Anyone who has entered the startup world knows things move fast, change on a whim, break, mend, and change at lightning speed. So much so, entrepreneurs who can’t evolve and adapt often face a grim ending before they ever actually get out of the gate.
Even if you have a truly innovative and defensible product, all startups will eventually have competitors who offer identical products. Uber and Lyft both solve the same problem – getting you from Point A to Point B, but offer very different experiences. Groupon and LivingSocial both solve the same problem – exposing you to daily deals, but offer very different experiences.
This is brand - the relationship developed between the organization and the audience.

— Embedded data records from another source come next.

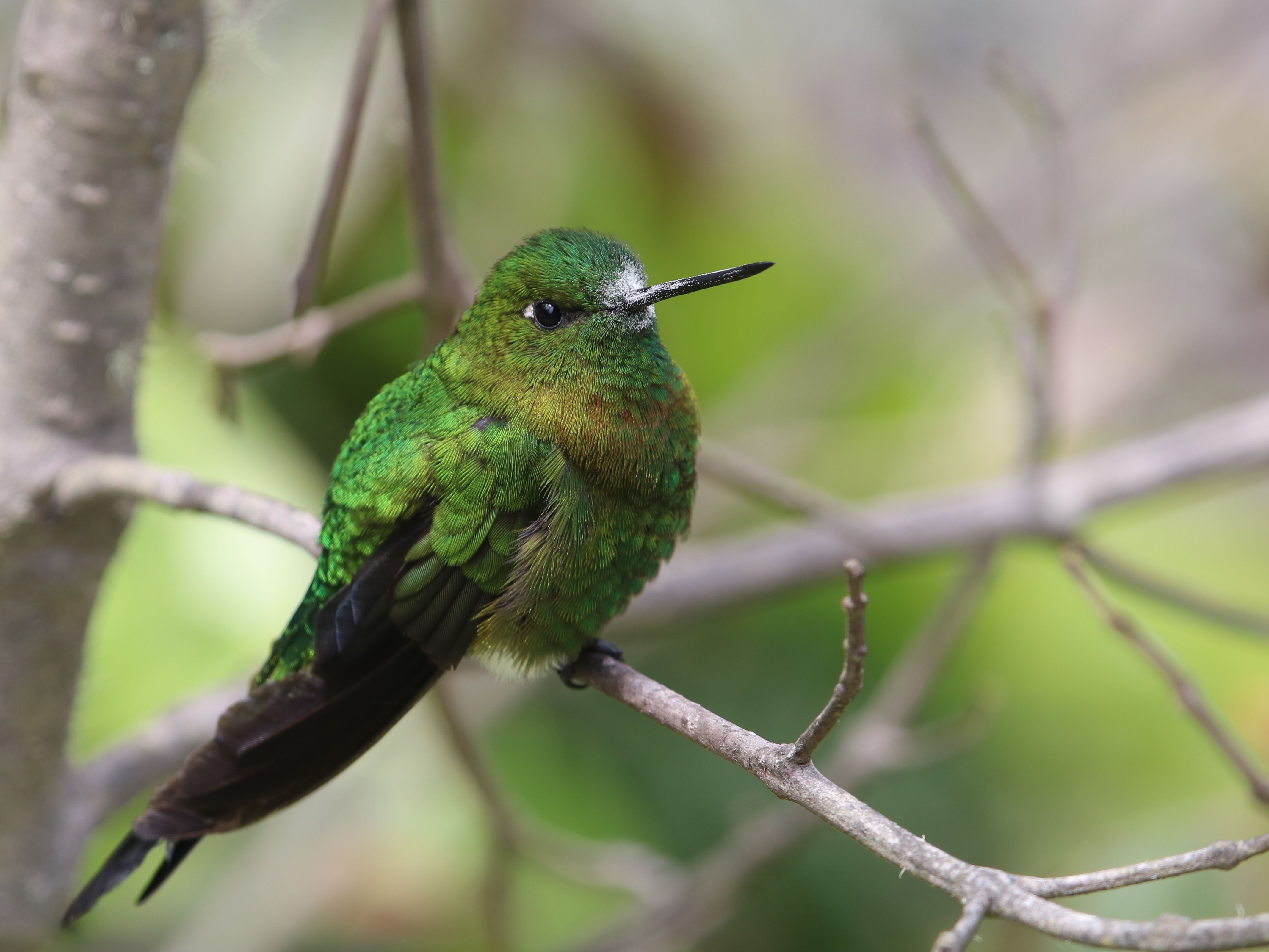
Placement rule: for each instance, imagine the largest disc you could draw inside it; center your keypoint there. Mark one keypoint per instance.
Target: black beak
(686, 286)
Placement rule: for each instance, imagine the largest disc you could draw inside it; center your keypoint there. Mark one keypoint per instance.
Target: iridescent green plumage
(561, 463)
(506, 498)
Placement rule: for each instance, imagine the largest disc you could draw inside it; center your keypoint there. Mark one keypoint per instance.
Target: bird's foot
(597, 646)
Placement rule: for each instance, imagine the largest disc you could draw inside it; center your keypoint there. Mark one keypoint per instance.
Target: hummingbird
(504, 499)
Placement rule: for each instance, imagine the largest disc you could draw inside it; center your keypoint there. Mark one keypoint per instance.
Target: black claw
(594, 646)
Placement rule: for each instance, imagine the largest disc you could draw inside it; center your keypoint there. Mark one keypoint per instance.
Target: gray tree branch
(93, 115)
(1055, 503)
(97, 477)
(875, 740)
(1185, 686)
(997, 892)
(308, 284)
(449, 289)
(305, 337)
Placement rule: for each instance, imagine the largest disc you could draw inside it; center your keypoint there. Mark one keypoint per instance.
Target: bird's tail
(291, 735)
(122, 862)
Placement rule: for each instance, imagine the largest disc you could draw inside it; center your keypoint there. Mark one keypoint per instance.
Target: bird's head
(563, 338)
(565, 291)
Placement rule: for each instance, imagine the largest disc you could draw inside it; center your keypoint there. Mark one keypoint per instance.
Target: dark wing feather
(375, 655)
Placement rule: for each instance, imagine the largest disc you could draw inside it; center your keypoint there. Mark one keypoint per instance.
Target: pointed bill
(686, 286)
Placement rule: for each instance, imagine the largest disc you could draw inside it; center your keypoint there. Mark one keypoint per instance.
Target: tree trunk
(98, 96)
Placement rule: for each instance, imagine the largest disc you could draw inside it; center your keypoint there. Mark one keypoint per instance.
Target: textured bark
(97, 99)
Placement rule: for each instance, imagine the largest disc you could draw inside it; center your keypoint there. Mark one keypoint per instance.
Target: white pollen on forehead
(629, 280)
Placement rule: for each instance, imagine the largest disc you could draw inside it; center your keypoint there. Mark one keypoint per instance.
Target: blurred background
(874, 358)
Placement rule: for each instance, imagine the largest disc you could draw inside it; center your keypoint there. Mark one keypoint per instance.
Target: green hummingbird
(504, 498)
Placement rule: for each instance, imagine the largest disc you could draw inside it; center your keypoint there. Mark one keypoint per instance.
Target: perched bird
(504, 498)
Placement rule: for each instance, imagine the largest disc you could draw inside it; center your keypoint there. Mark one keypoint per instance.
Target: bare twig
(751, 565)
(1223, 855)
(309, 278)
(875, 740)
(1174, 594)
(301, 339)
(901, 692)
(1013, 280)
(856, 649)
(1187, 691)
(130, 477)
(506, 843)
(960, 936)
(449, 290)
(759, 482)
(805, 785)
(1047, 127)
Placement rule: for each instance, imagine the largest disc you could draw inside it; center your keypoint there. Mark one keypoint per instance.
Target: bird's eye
(545, 314)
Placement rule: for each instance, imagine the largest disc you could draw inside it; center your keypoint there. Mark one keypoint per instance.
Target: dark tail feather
(177, 852)
(126, 857)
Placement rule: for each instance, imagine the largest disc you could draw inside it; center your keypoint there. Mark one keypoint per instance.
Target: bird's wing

If you strip down your product or service to only the problem it solves, what do you have left? Where can people connect? How will people become passionate about who you are?
This is a question too few founders have asked themselves.
Brand is an integral part of any company attempting to create value and is even more integral to early-stage startups. Products will more than likely change, teams will probably transition, and audiences naturally shift, however, what’s at the foundation of your brand, the relationship, can (and should) remain a constant force.
That's why an iterative and validated approach to building your brand matters. Solidifying the foundation of your relationship with your audience shouldn't be based on a few clever ideas or outsourced to an agency. Instead, it should be discovered – through experimentation – and validated –through learning – from the start.
This is the foundation for lean brand development.